Com todas as alterações de rebaixamento propostas pela Fenaban, somadas ao menor patamar de lucro dos bancos em 2020 – em função do aumento das provisões para devedores duvidosos -, a redução na PLR recebida pelos bancários pode chegar até a 48%.

Na nova proposta, também rejeitada pelo Comando, a Fenaban manteve o rebaixamento do percentual da parcela adicional de 2,2% para 2% do lucro líquido. Também manteve a redução no acelerador da regra básica de 2,2 salários para 2 salários. São justamente esses fatores que têm maior impacto na PLR dos três maiores bancos privados: Itaú, Bradesco e Santander.

Regra Básica – Hoje, a CCT determina que a regra básica da PLR corresponde a 90% do salário + Fixo de R$ 2.457,29, com limite individual de R$ 13.182,18, e desde que não ultrapasse 12,8% do lucro líquido do exercício. Nesta segunda proposta apresentada pela Fenaban, seria 81% do salário + Fixo de R$ 2.211,56, com limite individual de R$ 11.863,96, e desde que não ultrapasse 12,8% do LL do exercício.
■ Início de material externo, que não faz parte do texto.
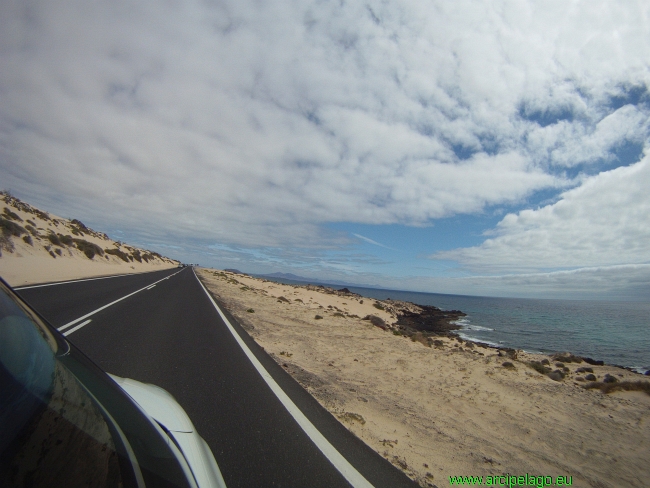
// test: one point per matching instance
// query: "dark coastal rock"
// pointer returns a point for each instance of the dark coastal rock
(430, 319)
(594, 362)
(568, 358)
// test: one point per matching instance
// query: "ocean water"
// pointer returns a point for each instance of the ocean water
(615, 332)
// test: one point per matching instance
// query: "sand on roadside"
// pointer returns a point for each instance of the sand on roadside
(452, 409)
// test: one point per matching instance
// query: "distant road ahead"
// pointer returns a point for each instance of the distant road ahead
(171, 335)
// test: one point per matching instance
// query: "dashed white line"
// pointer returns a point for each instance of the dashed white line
(148, 287)
(71, 281)
(77, 327)
(343, 466)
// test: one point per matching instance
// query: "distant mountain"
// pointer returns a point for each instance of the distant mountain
(293, 277)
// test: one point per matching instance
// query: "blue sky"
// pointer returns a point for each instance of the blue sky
(475, 147)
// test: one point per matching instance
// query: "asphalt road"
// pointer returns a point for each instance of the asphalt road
(171, 335)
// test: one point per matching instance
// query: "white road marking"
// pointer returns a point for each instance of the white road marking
(78, 327)
(71, 281)
(70, 324)
(344, 467)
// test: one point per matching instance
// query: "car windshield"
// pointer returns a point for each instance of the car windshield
(63, 422)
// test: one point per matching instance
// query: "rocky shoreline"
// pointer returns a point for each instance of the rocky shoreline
(437, 404)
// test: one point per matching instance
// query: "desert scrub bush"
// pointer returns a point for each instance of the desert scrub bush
(32, 230)
(539, 367)
(556, 375)
(67, 240)
(352, 417)
(11, 229)
(421, 338)
(119, 253)
(88, 248)
(376, 321)
(11, 215)
(54, 239)
(620, 385)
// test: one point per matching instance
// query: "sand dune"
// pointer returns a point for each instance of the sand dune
(450, 409)
(37, 247)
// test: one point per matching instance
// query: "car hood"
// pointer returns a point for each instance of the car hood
(158, 403)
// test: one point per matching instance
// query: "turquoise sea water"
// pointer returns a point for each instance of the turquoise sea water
(615, 332)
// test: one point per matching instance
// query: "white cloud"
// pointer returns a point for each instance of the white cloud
(603, 222)
(370, 241)
(252, 123)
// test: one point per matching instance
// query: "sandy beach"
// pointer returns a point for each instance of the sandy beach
(437, 406)
(39, 247)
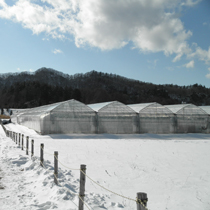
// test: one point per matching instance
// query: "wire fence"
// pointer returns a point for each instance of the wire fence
(14, 137)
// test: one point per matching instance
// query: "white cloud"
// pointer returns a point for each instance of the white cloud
(56, 51)
(106, 24)
(30, 70)
(150, 25)
(208, 75)
(203, 55)
(190, 64)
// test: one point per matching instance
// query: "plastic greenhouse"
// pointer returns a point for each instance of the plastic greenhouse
(189, 118)
(115, 117)
(65, 117)
(154, 118)
(207, 110)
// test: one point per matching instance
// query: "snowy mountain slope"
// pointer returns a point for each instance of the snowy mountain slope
(172, 169)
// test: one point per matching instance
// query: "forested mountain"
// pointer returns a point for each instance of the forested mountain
(45, 86)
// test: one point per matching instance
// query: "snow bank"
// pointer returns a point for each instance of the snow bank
(172, 169)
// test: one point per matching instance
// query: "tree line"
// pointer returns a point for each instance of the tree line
(48, 86)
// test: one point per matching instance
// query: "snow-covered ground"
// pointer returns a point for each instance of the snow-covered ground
(172, 169)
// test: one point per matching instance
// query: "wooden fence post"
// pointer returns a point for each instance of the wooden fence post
(22, 141)
(82, 186)
(27, 145)
(141, 198)
(56, 167)
(42, 155)
(32, 148)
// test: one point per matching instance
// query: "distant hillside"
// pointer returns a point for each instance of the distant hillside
(25, 90)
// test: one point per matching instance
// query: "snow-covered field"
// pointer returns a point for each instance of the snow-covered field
(172, 169)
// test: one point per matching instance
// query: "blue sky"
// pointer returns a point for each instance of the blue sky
(157, 41)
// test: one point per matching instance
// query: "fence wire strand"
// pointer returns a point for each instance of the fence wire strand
(135, 200)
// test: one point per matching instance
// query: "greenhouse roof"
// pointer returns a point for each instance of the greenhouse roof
(70, 105)
(206, 109)
(186, 109)
(113, 106)
(150, 108)
(96, 107)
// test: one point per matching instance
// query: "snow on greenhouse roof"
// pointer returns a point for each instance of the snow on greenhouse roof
(150, 108)
(206, 109)
(186, 109)
(113, 106)
(98, 106)
(72, 105)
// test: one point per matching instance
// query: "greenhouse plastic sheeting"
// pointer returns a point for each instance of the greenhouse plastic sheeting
(189, 118)
(154, 118)
(115, 117)
(65, 117)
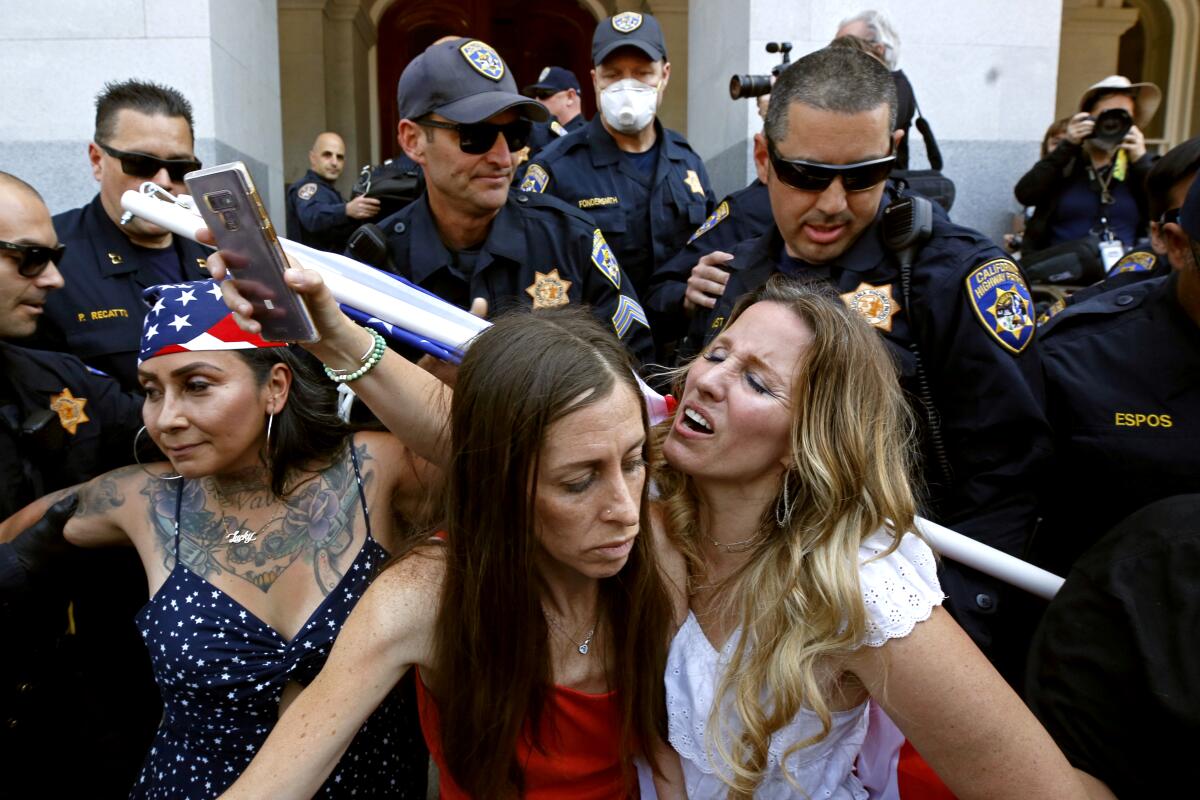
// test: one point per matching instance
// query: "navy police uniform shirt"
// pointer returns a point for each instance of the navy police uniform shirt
(317, 214)
(97, 314)
(541, 134)
(972, 323)
(646, 217)
(743, 215)
(539, 252)
(1122, 377)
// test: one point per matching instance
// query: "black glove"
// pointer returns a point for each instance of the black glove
(39, 549)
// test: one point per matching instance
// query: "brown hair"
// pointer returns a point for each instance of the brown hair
(493, 677)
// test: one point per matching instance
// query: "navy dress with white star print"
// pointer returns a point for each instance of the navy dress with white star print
(221, 672)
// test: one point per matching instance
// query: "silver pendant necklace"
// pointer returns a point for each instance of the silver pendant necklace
(582, 647)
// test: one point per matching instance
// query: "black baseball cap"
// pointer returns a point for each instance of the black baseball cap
(465, 80)
(628, 29)
(1189, 215)
(553, 79)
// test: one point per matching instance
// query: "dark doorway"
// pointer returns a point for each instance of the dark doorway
(527, 35)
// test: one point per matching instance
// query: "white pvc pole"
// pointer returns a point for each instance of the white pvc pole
(988, 559)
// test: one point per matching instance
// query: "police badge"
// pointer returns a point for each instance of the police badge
(484, 59)
(603, 257)
(723, 211)
(549, 290)
(627, 22)
(1002, 302)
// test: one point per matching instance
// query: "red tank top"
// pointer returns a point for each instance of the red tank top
(581, 758)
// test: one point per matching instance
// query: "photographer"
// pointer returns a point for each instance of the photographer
(1091, 185)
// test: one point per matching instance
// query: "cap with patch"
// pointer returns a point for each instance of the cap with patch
(465, 80)
(192, 317)
(628, 29)
(1189, 215)
(555, 79)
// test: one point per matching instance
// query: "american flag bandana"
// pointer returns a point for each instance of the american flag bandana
(191, 317)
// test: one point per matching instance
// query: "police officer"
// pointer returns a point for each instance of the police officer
(317, 214)
(955, 312)
(469, 239)
(1123, 398)
(642, 184)
(558, 90)
(75, 687)
(143, 133)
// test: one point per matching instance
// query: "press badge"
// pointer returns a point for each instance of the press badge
(1111, 252)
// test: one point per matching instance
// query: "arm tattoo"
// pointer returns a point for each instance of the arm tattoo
(315, 522)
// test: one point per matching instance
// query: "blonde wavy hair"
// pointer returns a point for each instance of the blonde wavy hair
(797, 599)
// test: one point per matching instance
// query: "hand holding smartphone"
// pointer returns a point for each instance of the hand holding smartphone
(234, 212)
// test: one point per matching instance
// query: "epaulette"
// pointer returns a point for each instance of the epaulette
(1104, 305)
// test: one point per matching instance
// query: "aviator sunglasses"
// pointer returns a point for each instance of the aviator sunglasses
(811, 176)
(31, 259)
(477, 138)
(141, 164)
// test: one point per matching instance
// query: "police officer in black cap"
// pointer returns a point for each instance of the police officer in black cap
(642, 184)
(1122, 374)
(471, 240)
(558, 90)
(76, 689)
(143, 133)
(953, 310)
(317, 214)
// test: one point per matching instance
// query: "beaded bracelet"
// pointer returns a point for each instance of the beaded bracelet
(367, 362)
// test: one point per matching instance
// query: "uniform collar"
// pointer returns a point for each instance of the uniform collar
(505, 239)
(605, 151)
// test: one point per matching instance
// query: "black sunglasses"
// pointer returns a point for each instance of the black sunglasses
(478, 138)
(31, 259)
(811, 176)
(141, 164)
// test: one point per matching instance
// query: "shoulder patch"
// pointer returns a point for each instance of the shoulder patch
(483, 59)
(604, 258)
(1137, 262)
(1002, 302)
(627, 22)
(535, 180)
(628, 312)
(714, 218)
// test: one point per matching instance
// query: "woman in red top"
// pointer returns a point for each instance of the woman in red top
(539, 623)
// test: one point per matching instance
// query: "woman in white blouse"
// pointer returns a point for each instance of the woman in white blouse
(785, 480)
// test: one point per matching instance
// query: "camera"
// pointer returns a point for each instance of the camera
(1111, 127)
(759, 85)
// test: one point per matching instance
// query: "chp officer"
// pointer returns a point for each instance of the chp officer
(317, 214)
(642, 184)
(143, 133)
(558, 90)
(468, 238)
(958, 319)
(75, 683)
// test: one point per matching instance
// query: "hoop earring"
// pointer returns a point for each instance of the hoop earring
(138, 461)
(784, 506)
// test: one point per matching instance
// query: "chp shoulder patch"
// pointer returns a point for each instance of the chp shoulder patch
(535, 180)
(70, 410)
(627, 22)
(549, 290)
(483, 59)
(1002, 302)
(628, 312)
(714, 218)
(1137, 262)
(604, 258)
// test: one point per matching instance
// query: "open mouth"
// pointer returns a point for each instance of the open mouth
(694, 420)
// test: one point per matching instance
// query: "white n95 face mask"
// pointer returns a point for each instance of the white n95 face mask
(629, 104)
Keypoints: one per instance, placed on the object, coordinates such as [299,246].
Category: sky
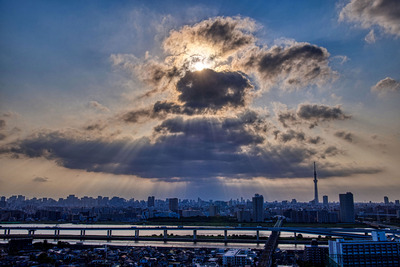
[209,99]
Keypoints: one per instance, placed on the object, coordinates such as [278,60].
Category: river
[159,232]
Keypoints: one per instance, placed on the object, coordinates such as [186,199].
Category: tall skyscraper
[347,207]
[325,200]
[173,204]
[316,201]
[386,200]
[150,201]
[258,208]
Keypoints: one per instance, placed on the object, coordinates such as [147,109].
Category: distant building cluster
[256,210]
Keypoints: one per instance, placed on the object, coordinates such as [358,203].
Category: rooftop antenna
[316,201]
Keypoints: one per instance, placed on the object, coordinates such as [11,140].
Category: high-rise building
[239,257]
[316,255]
[316,201]
[325,200]
[213,210]
[386,200]
[173,204]
[347,207]
[258,208]
[375,252]
[150,201]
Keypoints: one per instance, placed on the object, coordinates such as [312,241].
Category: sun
[199,66]
[199,62]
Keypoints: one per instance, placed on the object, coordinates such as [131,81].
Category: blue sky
[74,75]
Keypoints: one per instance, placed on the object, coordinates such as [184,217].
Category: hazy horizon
[211,99]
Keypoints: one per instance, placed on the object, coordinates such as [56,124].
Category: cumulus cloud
[221,35]
[385,86]
[311,114]
[184,150]
[320,112]
[370,37]
[295,65]
[200,96]
[384,14]
[96,105]
[40,179]
[209,89]
[345,135]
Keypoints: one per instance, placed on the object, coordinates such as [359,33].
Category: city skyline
[213,100]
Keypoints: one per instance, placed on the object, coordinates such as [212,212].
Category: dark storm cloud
[292,135]
[213,90]
[199,92]
[95,127]
[344,135]
[367,13]
[183,150]
[285,116]
[311,113]
[386,85]
[296,65]
[138,115]
[314,140]
[320,112]
[40,179]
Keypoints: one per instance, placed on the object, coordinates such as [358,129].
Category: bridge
[133,232]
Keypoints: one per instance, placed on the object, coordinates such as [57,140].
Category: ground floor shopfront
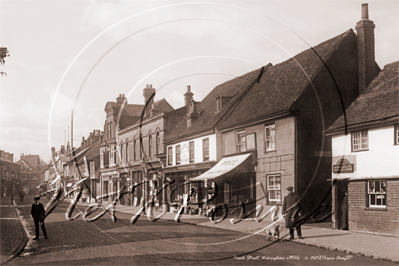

Parcela adicional – A CCT determina que a parcela adicional da PLR corresponde a 2,2% do lucro líquido do exercício dividido pelo número de empregados elegíveis, com limite individual de R$ 4.914,59. A segunda proposta da Fenaban prevê: 2,0% do LL do exercício dividido pelo número de empregados elegíveis, com limite individual de R$ 4.423,13.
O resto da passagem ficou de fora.